Not every day do I stumble across something great, and this find was the simple result of clicking a link posted on Dwell magazine’s Twitter account
These are the pictures of Vivian Maier, an amateur street photographer and long-time resident of Chicago that died on April 21, 2009 at the age of 83. Maier spoke with a French accent, worked as a nanny, was very private, wore a men’s jacket and always carried a camera. But this does not even begin to tell the story of Maier, or her photographs.
You see, Vivian Maier was an extremely private person, in the very peculiar way that many artists are. From my reading about her, she seemed to completely focus on the creative aspect of her work, or possibly the act of creating this work was so private that she could not bear to show it to others much less part with it.
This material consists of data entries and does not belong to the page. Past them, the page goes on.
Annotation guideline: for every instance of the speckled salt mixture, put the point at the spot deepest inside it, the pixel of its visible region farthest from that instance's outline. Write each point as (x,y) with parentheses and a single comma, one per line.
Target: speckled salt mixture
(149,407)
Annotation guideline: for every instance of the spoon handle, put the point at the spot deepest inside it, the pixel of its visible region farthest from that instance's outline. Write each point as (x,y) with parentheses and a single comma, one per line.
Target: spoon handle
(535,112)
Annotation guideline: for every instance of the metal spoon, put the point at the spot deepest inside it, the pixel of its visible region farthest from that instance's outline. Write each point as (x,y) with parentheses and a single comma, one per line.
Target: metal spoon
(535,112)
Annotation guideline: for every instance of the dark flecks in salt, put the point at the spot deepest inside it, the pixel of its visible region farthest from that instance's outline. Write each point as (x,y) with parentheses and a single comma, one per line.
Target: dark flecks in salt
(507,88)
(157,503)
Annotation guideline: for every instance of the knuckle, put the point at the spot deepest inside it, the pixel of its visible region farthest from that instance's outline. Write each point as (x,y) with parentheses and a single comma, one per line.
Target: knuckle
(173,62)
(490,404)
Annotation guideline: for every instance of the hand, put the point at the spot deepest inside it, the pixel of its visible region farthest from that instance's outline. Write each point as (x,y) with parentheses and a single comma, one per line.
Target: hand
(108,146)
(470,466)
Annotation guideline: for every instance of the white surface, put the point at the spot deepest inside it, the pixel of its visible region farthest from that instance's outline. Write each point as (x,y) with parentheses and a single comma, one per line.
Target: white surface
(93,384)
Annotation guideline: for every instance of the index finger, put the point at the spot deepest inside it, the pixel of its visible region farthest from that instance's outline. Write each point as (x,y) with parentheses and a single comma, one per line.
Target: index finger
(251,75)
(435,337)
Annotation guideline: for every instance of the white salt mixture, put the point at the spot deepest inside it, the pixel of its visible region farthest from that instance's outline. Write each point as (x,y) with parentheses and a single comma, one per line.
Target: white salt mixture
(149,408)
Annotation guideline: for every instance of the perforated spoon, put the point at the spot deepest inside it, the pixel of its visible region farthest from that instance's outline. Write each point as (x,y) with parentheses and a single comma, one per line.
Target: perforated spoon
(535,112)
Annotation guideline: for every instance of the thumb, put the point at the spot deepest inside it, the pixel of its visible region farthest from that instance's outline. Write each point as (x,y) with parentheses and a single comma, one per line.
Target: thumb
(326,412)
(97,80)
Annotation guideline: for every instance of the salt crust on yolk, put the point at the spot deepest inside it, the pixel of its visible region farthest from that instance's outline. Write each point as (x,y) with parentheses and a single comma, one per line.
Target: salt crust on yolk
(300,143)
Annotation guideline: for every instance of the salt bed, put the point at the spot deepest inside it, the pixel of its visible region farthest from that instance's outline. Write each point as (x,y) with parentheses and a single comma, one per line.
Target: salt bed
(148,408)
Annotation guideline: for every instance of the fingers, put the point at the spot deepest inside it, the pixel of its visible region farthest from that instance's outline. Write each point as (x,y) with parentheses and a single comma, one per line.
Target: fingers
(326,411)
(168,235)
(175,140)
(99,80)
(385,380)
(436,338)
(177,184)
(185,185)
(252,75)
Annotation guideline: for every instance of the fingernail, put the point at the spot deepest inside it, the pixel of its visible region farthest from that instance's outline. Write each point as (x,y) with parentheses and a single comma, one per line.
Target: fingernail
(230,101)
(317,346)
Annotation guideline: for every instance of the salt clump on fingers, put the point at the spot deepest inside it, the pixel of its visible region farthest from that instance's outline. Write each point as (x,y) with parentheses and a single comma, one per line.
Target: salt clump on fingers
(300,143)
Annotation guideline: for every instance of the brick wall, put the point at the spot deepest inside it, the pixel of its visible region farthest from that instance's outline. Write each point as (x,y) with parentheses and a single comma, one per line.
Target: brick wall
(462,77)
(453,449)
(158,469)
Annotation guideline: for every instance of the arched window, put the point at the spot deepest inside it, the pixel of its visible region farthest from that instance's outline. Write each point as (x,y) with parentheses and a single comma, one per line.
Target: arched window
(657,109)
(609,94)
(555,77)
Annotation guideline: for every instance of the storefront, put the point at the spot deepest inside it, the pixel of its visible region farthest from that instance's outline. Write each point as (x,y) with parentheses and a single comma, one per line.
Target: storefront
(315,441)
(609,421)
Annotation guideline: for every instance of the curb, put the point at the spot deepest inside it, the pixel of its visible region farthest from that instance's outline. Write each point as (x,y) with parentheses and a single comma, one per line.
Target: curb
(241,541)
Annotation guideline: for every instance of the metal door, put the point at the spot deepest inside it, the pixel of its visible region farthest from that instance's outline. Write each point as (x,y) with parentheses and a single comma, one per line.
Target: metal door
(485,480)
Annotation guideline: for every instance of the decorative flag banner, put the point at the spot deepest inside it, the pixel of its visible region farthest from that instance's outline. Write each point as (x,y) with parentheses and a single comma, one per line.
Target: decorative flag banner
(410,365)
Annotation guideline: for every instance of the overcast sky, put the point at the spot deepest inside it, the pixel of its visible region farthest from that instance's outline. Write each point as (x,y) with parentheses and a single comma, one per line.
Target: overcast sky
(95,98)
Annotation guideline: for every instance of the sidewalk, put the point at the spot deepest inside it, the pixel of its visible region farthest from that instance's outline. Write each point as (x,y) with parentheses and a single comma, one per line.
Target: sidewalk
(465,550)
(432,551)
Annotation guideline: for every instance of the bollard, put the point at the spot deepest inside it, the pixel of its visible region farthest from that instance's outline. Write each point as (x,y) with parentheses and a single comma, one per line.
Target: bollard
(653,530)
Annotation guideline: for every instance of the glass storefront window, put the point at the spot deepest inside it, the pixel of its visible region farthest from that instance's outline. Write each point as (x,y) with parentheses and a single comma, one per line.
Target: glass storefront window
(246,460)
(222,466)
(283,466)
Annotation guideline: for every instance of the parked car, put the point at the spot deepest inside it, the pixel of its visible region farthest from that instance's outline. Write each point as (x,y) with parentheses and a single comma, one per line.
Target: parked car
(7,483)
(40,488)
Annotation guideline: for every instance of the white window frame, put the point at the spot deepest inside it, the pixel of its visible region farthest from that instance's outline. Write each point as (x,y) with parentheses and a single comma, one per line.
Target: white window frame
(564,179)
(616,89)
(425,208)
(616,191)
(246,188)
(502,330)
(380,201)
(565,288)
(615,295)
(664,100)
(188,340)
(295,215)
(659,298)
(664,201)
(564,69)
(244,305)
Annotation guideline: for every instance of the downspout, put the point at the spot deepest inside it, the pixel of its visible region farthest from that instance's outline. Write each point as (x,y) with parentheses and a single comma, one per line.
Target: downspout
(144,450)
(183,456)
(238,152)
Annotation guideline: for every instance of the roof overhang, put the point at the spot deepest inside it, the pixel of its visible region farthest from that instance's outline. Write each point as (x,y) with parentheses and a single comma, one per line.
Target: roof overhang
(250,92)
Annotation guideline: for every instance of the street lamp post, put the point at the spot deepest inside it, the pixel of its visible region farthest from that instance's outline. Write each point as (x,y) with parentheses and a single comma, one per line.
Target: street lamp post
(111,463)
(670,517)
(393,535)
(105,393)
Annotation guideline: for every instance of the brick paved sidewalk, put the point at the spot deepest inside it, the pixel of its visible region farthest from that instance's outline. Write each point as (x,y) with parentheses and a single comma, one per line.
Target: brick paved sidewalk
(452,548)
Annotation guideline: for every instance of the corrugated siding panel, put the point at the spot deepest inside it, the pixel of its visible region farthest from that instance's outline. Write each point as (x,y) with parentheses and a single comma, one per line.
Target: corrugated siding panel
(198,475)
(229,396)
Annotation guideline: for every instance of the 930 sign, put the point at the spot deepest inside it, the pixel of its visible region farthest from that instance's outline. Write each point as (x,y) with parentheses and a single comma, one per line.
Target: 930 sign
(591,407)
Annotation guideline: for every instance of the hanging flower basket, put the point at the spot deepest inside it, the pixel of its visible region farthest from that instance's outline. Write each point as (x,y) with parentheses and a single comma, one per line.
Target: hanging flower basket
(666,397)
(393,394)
By the end of her life, Maier was in the care of a nursing home and her boxes of photos were stashed away in a storage locker. Since the photos were her own private secret, they were released upon the world the moment she could no longer care for them. That moment came when the storage locker payments went in arrears and the boxes of photos went to auction. John Maloof, the first to recognize that these photographs had value, won a single box at auction. It took him a couple years to figure out what he had. Not just a bunch of interesting photos, but photos that if shared with the world earlier may have been some of the most iconic of their time (and may still be).
As Maloof recognized the value of the photos, he sought to acquire more of the boxes and track down Maier herself: a Google search unearthed her obituary from just days before he began looking. But his quest to fully discover her work and its value to the world is still in its infancy. According to Chicago Magazine, Maloof has 100,000 negatives, 2,000 rolls of film, 3,000 prints and 100+ 8mm movies made by Maier.